# GUI-Objekte anhand XML-Information



## Guest (14. Feb 2008)

Hallo zusammen,

es geht um Folgendes: Ich muss ein xml-File auslesen. Dort stehen bestimmte Informationen, über die die Benutzeroberfläche aufgebaut werden soll. 

In einem Beispiel beschrieben: (XML-File):

<attribute name="test1" type="textfield" preferred-width="40" help="no" tooltip="no" max-chars="255" invalid-chars=" " active="true"></attribute>
<attribute name="test2" type="textfield" preferred-width="40" help="no" tooltip="no" max-chars="255" invalid-chars=" "  active="false"></attribute>

usw...

In meinem obigen Beispiel sind zwei Textfelder. Wichtige Eigenschaften wie "active" bestimmen, ob dieses Textfeld in meiner GUI angezeigt werden soll oder nicht. Meine Frage dazu: wie kann ich auf dieses xml-File zugreifen und die Daten auslesen, die vorhanden sind um dynamisch meine Felder in der GUI anzeigen lassen?

Hat jemand von euch eine Idee wie ich das realisieren könnte? Ich bin zwar neu auf diesem Gebiet, aber ich lerne schnell und würde mich über ein paar Tips und Informationen (evtl. auch Code) freuen.

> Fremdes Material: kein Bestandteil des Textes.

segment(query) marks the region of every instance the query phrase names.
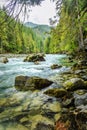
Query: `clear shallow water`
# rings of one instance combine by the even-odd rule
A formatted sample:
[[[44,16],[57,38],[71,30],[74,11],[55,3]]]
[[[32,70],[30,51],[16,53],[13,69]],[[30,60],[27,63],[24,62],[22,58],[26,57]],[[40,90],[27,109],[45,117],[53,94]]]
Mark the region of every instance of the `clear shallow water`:
[[[0,63],[0,130],[34,130],[38,122],[54,124],[59,117],[58,101],[41,91],[18,92],[14,87],[17,75],[48,78],[67,70],[65,66],[52,70],[66,55],[46,55],[44,62],[35,65],[23,62],[23,58],[9,58],[7,64]],[[22,122],[22,121],[25,121]]]
[[[17,75],[40,76],[42,78],[49,78],[57,73],[66,70],[66,67],[52,70],[52,64],[60,64],[60,59],[66,55],[46,55],[44,62],[35,65],[33,62],[23,62],[24,58],[9,58],[7,64],[0,63],[0,90],[10,92],[14,89],[14,81]],[[8,89],[10,88],[10,89]],[[4,90],[3,90],[4,89]],[[6,90],[8,89],[8,90]]]

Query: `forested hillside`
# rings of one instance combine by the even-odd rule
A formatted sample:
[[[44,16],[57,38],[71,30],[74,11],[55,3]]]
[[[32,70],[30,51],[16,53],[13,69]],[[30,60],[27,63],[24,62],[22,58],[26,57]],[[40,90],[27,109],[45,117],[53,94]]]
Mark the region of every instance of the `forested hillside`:
[[[84,49],[87,38],[87,0],[64,0],[56,3],[57,26],[45,44],[47,53],[75,52]]]
[[[5,20],[6,19],[6,20]],[[0,53],[34,53],[43,51],[39,35],[0,10]]]

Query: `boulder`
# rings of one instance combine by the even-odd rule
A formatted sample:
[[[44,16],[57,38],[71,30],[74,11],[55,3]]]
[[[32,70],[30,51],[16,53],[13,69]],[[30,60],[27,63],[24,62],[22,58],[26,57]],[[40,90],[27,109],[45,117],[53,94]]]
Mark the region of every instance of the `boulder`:
[[[74,91],[78,89],[84,89],[85,83],[84,83],[84,80],[82,80],[81,78],[72,78],[70,80],[67,80],[63,84],[63,86],[68,91]]]
[[[58,65],[58,64],[53,64],[51,65],[51,69],[58,69],[58,68],[61,68],[62,66],[61,65]]]
[[[3,59],[2,59],[2,63],[7,63],[7,62],[8,62],[7,57],[3,57]]]
[[[15,87],[21,91],[27,90],[41,90],[48,87],[53,82],[40,77],[27,77],[27,76],[17,76],[15,78]]]
[[[24,62],[37,62],[37,61],[45,61],[44,55],[43,54],[31,54],[28,55],[25,59]]]
[[[67,91],[63,88],[53,88],[53,89],[48,89],[47,91],[44,92],[44,94],[47,94],[49,96],[54,96],[56,98],[61,98],[65,96]]]
[[[75,106],[87,105],[87,91],[78,90],[74,93]]]
[[[34,130],[54,130],[54,126],[39,122]]]

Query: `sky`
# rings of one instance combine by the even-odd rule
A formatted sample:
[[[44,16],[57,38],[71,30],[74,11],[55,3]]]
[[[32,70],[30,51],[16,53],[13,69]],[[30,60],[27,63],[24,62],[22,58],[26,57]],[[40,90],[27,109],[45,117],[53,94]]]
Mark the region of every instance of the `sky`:
[[[0,5],[4,5],[4,0],[0,0]],[[25,21],[23,13],[19,16],[20,20],[23,22],[33,22],[37,24],[47,24],[49,25],[49,18],[53,18],[56,14],[55,3],[50,2],[50,0],[45,0],[40,6],[31,7],[29,14],[26,15]],[[27,17],[28,16],[28,17]]]

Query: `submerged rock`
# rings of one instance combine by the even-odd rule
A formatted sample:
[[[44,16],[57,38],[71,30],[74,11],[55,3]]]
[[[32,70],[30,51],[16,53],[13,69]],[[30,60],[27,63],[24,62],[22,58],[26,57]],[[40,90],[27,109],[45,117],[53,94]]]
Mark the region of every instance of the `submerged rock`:
[[[53,88],[53,89],[48,89],[44,93],[49,95],[49,96],[54,96],[56,98],[61,98],[64,95],[66,95],[67,91],[65,89],[63,89],[63,88]]]
[[[34,130],[54,130],[54,126],[45,123],[38,123]]]
[[[87,91],[79,90],[74,93],[75,106],[87,105]]]
[[[17,76],[15,78],[15,87],[17,90],[27,91],[27,90],[41,90],[48,87],[53,82],[40,77],[27,77],[27,76]]]
[[[61,65],[58,65],[58,64],[53,64],[51,65],[51,69],[58,69],[58,68],[61,68],[62,66]]]
[[[7,57],[3,57],[3,58],[2,58],[2,63],[5,63],[5,64],[6,64],[7,62],[8,62],[8,58],[7,58]]]
[[[31,54],[28,55],[25,59],[24,62],[37,62],[37,61],[45,61],[44,55],[43,54]]]
[[[69,91],[74,91],[78,89],[84,89],[85,88],[85,83],[84,80],[81,78],[72,78],[70,80],[67,80],[63,84],[64,88]]]

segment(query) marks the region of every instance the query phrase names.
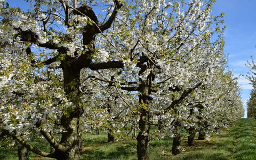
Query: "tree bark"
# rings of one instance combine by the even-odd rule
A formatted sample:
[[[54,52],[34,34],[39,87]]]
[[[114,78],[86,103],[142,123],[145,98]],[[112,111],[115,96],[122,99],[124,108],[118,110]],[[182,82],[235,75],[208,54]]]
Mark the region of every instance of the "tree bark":
[[[114,132],[112,128],[108,129],[108,142],[114,142],[115,141],[115,137],[114,136]]]
[[[175,137],[173,137],[173,141],[172,142],[172,154],[176,155],[179,154],[180,151],[179,149],[179,146],[180,145],[181,140],[180,139],[180,133],[178,132],[175,134]]]
[[[100,130],[99,130],[99,127],[96,127],[96,134],[100,134]]]
[[[19,160],[25,160],[28,157],[28,150],[27,148],[23,146],[20,146],[18,147],[18,155]]]
[[[205,132],[203,129],[199,130],[198,140],[204,140],[204,137],[205,136]]]
[[[139,100],[141,105],[140,118],[139,121],[140,131],[137,137],[137,156],[139,160],[149,159],[149,134],[150,125],[148,124],[149,116],[148,109],[148,104],[149,97],[149,86],[147,81],[142,81],[139,86],[139,91],[141,95],[139,95]]]
[[[189,135],[188,138],[188,145],[189,146],[193,146],[195,145],[194,138],[196,135],[196,132],[191,131],[189,132]]]

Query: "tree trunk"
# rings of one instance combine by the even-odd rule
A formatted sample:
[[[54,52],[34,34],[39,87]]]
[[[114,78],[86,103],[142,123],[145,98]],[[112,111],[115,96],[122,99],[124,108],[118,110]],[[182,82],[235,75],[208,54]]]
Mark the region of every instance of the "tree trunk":
[[[139,86],[139,91],[142,94],[139,95],[139,101],[141,105],[140,118],[139,121],[140,129],[137,139],[137,156],[138,160],[149,159],[149,134],[150,125],[148,124],[149,116],[148,110],[148,105],[150,97],[149,86],[147,81],[142,81]]]
[[[196,135],[196,132],[194,131],[191,131],[189,132],[189,135],[188,138],[188,145],[189,146],[193,146],[195,145],[195,141],[194,140],[194,138],[195,138],[195,135]]]
[[[204,140],[204,137],[205,136],[205,132],[203,129],[199,130],[198,140]]]
[[[138,160],[149,159],[149,133],[150,126],[147,124],[148,115],[141,116],[139,121],[140,132],[137,137],[137,155]]]
[[[25,160],[28,157],[28,151],[25,147],[20,146],[18,147],[19,160]]]
[[[114,142],[114,141],[115,137],[114,136],[113,130],[112,128],[108,129],[108,142]]]
[[[80,70],[72,63],[71,59],[66,57],[61,61],[61,67],[63,70],[64,90],[69,101],[73,102],[68,107],[66,114],[63,114],[60,123],[64,132],[62,133],[60,144],[65,146],[65,149],[55,149],[54,157],[57,159],[79,160],[80,159],[79,119],[83,113],[80,98],[79,89]]]
[[[100,134],[100,130],[98,127],[96,127],[96,134]]]
[[[180,154],[180,150],[179,146],[180,145],[181,140],[180,139],[180,133],[175,134],[175,137],[173,137],[173,141],[172,142],[172,154],[176,155]]]

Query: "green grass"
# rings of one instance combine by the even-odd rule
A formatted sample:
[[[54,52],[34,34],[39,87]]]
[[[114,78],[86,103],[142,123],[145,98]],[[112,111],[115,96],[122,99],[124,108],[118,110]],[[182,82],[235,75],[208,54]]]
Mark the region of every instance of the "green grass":
[[[154,132],[154,130],[152,131]],[[154,134],[154,133],[153,133]],[[150,142],[150,159],[183,160],[250,160],[256,159],[256,120],[241,119],[233,126],[211,138],[210,141],[195,140],[195,146],[188,146],[186,133],[181,146],[180,155],[171,155],[172,139],[166,137]],[[130,137],[119,138],[119,141],[108,143],[107,135],[86,133],[83,135],[83,151],[81,159],[137,159],[135,139]],[[35,139],[31,143],[36,148],[49,151],[49,145],[42,139]],[[0,159],[18,159],[17,147],[0,147]],[[45,158],[29,152],[28,159]]]

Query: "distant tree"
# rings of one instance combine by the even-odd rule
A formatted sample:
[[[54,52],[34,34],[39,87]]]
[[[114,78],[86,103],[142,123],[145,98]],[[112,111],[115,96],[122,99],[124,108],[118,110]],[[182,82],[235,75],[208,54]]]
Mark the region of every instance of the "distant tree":
[[[251,57],[251,62],[247,61],[246,65],[250,69],[250,71],[244,76],[250,81],[253,89],[251,91],[250,98],[247,100],[247,115],[248,117],[256,117],[256,65],[252,56]]]

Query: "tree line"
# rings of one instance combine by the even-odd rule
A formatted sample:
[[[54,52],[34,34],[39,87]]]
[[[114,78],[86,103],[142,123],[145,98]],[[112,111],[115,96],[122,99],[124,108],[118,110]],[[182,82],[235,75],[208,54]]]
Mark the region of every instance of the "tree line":
[[[129,127],[138,159],[149,159],[153,126],[159,138],[173,137],[176,155],[182,130],[193,145],[197,132],[208,138],[243,116],[223,53],[223,14],[211,14],[214,0],[26,1],[27,11],[4,1],[3,141],[43,157],[79,159],[84,132],[100,129],[111,141]],[[52,151],[30,145],[32,135]]]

Vielen Dank im Voraus und viele Grüße
Alessandro M.


----------



## SlaterB (14. Feb 2008)

http://www.google.de/search?hl=de&q=java+xml+einlesen&meta=


----------



## Murray (15. Feb 2008)

Eventuell musst Du auch nicht das Rad neu erfinden und kannst auch ein existierendes Framework verwenden, welches  aus XML-Definitionen GUIs erzeugt? Dann könntest Du Dir mal XUL und XAML ansehen.


----------



## Wildcard (15. Feb 2008)

Murray hat gesagt.:
			
		

> Dann könntest Du Dir mal XUL und XAML ansehen.


Für Java hätte ich da eher an SwiXML gedacht.


----------